Today, in a world somewhat recently blinded by political correctness and a consequent blame culture, it is perhaps hard for people to openly admit to their mistakes, but having to be right all the time and never changing your mind, instead of sensibly and openly addressing the mistakes you make in study and life. Thus subjectivity notions, as excuses for failing to admit error, are poor red herrings, especially when you must face the truth as a reality in front of you with your art and life. Whereas visually with a good drawing there is a ring of truth which all can see. This is a common experience, it is not subjective. Much the same as in writing, when a clear voice comes down through the words, positive, convincing, offering an image of reality as well.

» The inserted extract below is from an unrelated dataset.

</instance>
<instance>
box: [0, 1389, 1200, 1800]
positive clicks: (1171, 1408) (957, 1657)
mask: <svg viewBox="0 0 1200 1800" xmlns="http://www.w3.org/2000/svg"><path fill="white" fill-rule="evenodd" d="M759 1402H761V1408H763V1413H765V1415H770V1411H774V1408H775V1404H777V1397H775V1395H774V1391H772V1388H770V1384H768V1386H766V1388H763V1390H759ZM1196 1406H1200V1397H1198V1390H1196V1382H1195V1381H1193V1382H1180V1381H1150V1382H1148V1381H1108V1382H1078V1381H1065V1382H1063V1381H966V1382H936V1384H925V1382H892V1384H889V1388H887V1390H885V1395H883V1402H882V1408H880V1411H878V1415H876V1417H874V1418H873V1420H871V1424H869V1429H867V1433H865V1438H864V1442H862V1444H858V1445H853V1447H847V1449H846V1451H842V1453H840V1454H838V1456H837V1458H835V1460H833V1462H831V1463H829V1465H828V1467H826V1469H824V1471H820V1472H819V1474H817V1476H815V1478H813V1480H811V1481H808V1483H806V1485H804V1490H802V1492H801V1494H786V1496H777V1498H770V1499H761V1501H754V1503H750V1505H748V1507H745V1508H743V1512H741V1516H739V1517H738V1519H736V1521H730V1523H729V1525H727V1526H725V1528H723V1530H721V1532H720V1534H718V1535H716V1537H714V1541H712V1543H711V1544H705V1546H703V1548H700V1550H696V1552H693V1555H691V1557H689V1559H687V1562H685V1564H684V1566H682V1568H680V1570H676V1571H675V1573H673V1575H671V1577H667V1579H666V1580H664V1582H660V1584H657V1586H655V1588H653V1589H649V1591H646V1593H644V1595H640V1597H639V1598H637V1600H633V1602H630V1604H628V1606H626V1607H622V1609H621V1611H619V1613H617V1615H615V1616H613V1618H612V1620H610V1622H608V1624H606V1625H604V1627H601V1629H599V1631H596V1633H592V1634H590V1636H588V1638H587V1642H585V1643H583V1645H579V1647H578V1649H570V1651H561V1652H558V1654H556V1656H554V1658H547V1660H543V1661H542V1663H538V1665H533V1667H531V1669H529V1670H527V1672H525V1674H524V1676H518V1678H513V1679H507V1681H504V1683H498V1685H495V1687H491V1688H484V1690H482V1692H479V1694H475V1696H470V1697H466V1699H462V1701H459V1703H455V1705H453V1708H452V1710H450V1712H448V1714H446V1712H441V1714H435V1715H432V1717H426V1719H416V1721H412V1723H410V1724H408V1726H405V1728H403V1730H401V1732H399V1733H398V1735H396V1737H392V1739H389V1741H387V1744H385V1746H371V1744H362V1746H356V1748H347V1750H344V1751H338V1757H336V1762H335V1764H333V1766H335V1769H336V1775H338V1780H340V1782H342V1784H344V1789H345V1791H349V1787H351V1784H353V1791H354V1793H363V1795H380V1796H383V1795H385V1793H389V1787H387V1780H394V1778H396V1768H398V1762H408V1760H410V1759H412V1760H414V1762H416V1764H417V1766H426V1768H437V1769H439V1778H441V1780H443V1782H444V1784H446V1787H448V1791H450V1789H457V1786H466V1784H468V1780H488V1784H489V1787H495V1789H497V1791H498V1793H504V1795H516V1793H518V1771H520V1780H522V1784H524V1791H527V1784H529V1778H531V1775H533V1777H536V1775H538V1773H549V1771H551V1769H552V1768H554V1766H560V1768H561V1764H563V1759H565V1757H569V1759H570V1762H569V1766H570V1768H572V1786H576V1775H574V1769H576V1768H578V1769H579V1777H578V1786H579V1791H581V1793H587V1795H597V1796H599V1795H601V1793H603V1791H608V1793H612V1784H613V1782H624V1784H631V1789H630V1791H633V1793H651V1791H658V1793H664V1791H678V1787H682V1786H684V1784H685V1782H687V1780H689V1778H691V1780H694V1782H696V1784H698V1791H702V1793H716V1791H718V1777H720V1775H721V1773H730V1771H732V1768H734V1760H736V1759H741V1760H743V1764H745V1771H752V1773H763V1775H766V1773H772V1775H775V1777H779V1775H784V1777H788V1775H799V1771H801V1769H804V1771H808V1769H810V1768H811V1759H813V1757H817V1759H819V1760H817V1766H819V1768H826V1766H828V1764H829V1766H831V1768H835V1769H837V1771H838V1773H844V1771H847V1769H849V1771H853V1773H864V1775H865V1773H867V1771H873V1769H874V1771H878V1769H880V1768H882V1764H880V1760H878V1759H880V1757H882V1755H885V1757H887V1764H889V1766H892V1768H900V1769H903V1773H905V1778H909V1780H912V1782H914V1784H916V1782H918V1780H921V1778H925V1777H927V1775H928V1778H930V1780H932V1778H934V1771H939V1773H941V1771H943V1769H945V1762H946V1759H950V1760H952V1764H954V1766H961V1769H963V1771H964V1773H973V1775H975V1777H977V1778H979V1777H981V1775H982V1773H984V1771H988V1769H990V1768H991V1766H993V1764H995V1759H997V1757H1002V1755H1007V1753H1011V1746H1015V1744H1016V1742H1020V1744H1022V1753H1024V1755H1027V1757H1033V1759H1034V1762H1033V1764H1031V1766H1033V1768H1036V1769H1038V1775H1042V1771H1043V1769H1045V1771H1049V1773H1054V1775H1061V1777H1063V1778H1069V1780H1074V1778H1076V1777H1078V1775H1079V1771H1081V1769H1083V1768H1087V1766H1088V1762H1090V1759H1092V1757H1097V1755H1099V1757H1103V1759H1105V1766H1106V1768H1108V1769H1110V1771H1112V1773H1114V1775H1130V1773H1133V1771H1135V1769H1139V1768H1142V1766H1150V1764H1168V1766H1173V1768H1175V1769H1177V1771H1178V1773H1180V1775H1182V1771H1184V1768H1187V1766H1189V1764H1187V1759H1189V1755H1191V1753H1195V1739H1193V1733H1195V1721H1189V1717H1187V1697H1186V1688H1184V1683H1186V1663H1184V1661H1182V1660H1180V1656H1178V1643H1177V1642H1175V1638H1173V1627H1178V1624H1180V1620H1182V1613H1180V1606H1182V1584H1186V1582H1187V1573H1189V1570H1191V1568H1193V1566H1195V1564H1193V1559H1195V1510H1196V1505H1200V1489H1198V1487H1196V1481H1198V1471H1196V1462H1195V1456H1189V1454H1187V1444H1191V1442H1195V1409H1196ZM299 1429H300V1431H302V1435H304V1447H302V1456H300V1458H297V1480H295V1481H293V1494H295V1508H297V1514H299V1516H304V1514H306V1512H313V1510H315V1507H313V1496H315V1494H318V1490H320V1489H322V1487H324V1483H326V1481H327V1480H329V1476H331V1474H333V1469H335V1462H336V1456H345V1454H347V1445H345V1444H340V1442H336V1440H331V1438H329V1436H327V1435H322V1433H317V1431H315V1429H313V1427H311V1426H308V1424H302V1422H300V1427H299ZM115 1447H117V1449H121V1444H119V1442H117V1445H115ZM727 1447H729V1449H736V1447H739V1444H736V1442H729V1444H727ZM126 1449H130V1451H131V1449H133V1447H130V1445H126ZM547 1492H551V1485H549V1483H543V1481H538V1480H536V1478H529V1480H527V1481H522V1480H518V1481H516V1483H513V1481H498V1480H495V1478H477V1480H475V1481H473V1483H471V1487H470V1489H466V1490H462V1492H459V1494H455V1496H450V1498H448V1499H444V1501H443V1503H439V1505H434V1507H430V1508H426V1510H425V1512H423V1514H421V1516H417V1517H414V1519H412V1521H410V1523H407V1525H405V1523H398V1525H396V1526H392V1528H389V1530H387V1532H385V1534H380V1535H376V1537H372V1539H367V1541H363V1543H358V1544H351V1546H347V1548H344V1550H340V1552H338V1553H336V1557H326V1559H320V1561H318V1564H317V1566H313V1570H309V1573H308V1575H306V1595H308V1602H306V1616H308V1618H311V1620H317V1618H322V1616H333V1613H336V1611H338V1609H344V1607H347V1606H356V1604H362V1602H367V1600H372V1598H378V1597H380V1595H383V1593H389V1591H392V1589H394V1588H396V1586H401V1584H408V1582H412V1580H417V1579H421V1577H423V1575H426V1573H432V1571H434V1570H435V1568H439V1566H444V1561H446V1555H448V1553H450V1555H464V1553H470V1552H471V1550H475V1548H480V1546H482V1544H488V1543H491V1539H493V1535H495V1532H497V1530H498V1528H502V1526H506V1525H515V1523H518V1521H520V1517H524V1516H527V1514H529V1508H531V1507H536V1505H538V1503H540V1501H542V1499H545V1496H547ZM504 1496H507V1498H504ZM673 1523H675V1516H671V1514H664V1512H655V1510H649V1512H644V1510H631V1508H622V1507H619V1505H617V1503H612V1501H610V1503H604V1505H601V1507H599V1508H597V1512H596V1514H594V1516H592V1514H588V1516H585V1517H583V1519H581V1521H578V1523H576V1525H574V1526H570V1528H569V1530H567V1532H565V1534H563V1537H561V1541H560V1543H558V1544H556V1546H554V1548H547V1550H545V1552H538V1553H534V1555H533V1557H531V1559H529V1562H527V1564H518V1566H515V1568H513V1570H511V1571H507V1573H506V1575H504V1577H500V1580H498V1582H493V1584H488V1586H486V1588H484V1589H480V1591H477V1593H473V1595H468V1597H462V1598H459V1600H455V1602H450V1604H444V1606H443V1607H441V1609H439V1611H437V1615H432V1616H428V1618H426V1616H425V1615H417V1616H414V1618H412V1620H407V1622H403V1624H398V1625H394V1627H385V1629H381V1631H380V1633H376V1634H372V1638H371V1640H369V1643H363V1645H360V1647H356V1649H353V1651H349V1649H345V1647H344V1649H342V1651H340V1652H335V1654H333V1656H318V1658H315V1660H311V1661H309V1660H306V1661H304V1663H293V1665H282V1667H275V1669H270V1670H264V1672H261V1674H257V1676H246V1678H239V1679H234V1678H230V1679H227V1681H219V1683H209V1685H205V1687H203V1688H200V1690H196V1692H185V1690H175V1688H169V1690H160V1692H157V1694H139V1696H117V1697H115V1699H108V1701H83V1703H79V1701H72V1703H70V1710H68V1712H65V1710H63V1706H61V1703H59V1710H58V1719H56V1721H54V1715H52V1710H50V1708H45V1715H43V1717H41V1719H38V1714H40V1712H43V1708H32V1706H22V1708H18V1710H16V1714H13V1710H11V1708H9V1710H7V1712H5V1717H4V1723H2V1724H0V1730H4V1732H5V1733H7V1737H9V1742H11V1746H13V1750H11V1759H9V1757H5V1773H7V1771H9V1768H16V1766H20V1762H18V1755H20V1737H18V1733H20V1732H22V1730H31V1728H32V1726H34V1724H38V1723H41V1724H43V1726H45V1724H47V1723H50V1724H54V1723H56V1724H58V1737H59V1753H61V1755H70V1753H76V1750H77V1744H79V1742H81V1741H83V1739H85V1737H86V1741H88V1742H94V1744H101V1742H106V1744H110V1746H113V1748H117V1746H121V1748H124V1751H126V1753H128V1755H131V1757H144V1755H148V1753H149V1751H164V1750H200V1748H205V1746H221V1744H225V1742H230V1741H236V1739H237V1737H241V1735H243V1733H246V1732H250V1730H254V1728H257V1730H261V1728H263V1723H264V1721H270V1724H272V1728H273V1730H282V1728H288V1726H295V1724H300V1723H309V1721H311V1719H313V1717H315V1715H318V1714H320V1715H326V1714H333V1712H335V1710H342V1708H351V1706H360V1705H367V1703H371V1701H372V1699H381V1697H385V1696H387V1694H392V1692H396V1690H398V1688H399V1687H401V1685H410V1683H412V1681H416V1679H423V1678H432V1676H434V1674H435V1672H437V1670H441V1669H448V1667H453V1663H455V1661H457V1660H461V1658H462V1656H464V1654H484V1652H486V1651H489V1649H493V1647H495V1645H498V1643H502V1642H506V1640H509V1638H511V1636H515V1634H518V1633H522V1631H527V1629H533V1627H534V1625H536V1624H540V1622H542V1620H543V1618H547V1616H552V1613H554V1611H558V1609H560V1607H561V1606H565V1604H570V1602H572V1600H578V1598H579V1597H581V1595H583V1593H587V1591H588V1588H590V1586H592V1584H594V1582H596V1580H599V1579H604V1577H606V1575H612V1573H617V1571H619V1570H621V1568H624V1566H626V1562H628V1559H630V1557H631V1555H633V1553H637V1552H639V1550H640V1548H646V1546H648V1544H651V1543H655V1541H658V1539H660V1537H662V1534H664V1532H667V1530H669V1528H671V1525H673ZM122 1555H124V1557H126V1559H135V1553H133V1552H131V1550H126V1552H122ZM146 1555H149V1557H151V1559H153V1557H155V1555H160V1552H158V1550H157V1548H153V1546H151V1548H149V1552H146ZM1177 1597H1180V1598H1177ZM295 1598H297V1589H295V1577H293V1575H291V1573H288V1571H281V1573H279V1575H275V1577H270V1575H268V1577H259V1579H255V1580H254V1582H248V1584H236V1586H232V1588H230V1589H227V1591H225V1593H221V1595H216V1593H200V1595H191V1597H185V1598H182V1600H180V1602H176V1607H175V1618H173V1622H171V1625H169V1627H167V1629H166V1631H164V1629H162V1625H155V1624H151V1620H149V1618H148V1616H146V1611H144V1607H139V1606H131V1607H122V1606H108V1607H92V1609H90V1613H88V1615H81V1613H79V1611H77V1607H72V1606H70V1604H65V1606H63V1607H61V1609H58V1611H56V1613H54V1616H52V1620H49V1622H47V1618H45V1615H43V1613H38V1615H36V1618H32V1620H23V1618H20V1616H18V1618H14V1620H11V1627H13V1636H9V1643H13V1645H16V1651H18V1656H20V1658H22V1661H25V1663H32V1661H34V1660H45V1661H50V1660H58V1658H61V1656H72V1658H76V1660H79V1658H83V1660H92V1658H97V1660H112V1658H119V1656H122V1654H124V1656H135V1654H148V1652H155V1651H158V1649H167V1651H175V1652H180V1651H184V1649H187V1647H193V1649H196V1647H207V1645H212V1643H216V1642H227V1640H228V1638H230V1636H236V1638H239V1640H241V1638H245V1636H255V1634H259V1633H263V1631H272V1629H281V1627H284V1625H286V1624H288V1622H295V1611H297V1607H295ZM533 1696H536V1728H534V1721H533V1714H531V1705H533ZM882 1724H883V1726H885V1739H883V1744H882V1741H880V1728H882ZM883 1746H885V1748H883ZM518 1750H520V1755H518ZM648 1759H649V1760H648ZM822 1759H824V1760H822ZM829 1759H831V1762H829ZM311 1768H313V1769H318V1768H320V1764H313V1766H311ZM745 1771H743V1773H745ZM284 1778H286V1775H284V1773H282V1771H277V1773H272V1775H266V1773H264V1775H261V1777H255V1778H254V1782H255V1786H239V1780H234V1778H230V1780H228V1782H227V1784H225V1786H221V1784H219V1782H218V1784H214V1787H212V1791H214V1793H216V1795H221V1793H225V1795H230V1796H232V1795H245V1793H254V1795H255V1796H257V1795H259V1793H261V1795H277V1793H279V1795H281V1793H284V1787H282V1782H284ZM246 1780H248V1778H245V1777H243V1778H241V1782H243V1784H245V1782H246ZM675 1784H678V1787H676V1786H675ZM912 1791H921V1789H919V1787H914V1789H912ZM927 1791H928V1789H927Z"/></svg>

So looking back to my days as a student I know the answers we all wanted were practical, simply to do with the accuracy of our work and the convincing, or otherwise, nature of our work academically at hand. While theories and opinions were all very fine, ours or others, but they were not the same as working from life. And I do remember talking about the intellectual challenges of doing this, of emotional swings, or roundabouts could often lead towards, unfortunately.
Yet learning from our mistakes is a natural way, intellectually no less than others, and this was often described as learning the hard way. However, I suspect this new modern approach, by continuing to applaud subjectivity, and especially with the addition of political correctness, this fearing and not wishing to be seen, or accepting our mistakes, will prove much the harder.